Local people say that no one can walk the Sonoran Desert and not be changed; that it has a natural power that both uplifts and humbles the spirit. Ringed by mountains and stretching across not just two states (Arizona and California), but two countries (U.S.A. and Mexico), this wonderful desert has more plants and animals than any other North American desert. Two distinct rainy seasons are the reason for its rich biodiversity. In winter, when cold weather fronts from the Pacific Ocean bring widespread gentle rains, the desert turns into a wildflower paradise, especially in the west where annuals like poppies and lupins burst into life.
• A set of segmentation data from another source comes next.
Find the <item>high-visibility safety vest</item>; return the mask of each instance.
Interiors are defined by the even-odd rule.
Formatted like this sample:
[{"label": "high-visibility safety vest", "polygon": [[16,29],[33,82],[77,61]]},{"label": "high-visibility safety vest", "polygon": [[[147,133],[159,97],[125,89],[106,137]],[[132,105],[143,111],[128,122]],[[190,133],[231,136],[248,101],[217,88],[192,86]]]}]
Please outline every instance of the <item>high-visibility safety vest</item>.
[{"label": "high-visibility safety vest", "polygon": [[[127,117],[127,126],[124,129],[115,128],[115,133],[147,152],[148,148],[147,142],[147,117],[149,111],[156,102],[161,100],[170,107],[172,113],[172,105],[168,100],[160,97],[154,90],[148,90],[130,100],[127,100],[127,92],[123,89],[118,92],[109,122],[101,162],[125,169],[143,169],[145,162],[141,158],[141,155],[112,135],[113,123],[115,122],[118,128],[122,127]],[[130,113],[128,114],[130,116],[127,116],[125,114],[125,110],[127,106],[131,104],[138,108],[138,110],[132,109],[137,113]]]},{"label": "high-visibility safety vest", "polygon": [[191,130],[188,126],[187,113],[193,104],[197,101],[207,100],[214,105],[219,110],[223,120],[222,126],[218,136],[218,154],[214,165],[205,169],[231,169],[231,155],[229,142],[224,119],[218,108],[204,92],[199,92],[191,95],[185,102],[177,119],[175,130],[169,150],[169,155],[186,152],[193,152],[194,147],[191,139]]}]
In summer, from July to September, wet tropical air blows in from the Gulf of Mexico, causing violent thunderstorms and localized flooding. The surrounding mountains trap the rain clouds, thus providing the area with enough moisture to support a rich diversity of plants and animals.
This desert is hometo over 2,500 species of plant and 550 species of vertebrate. About half of the Sonoran Desert’s plant life is tropical in origin, with life cycles that are closely tied in with the summer monsoon. Despite all the rain, this is still the hottest of North America’s four major deserts.
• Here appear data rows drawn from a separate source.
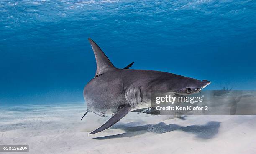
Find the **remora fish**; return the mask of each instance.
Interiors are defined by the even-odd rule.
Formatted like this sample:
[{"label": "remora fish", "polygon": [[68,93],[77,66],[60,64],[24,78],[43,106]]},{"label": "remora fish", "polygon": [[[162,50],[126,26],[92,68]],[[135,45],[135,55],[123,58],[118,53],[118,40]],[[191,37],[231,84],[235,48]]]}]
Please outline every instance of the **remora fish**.
[{"label": "remora fish", "polygon": [[[101,132],[120,120],[132,109],[149,107],[150,92],[175,92],[187,95],[199,92],[210,83],[165,72],[115,67],[92,39],[89,42],[97,63],[95,77],[84,89],[87,111],[103,117],[112,114],[105,124],[89,134]],[[82,119],[81,119],[82,120]]]}]

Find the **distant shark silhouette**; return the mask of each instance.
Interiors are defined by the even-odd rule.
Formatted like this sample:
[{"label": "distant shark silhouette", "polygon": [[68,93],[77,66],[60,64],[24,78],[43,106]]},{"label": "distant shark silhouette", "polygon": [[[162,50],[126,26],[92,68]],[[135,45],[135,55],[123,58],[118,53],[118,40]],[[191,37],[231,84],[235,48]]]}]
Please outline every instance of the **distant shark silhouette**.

A number of remarkable plants and animals distinguish it further. The Saguaro cactus, with its distinctive crooked “arms,” is one of its best-known plants, and found nowhere else in the world. It can live for more than 200 years, and grows so slowly that the first arm only appears alter 75 years. Ironwood trees, bursage, palo verde, creosote, and mesquite inhabit the hottest parts of the desert.
Despite the extreme heat of the desert, there are a number of animals that manage to survive in this climate—the Mexican gray wolf (el lobo), mountain lion, great-horned owl, golden eagle, roadrunner, and the rattlesnake.
The Sonoran Desert is vast, but one way to appreciate it is by visiting the Arizona-Sonoran Desert Museum, near Tucson. This 20-acre (8-hectare) outdoor site is at once a zoo, a natural history museum, and a botanical garden, showcasing the most interesting plants and animals of the Sonoran Desert.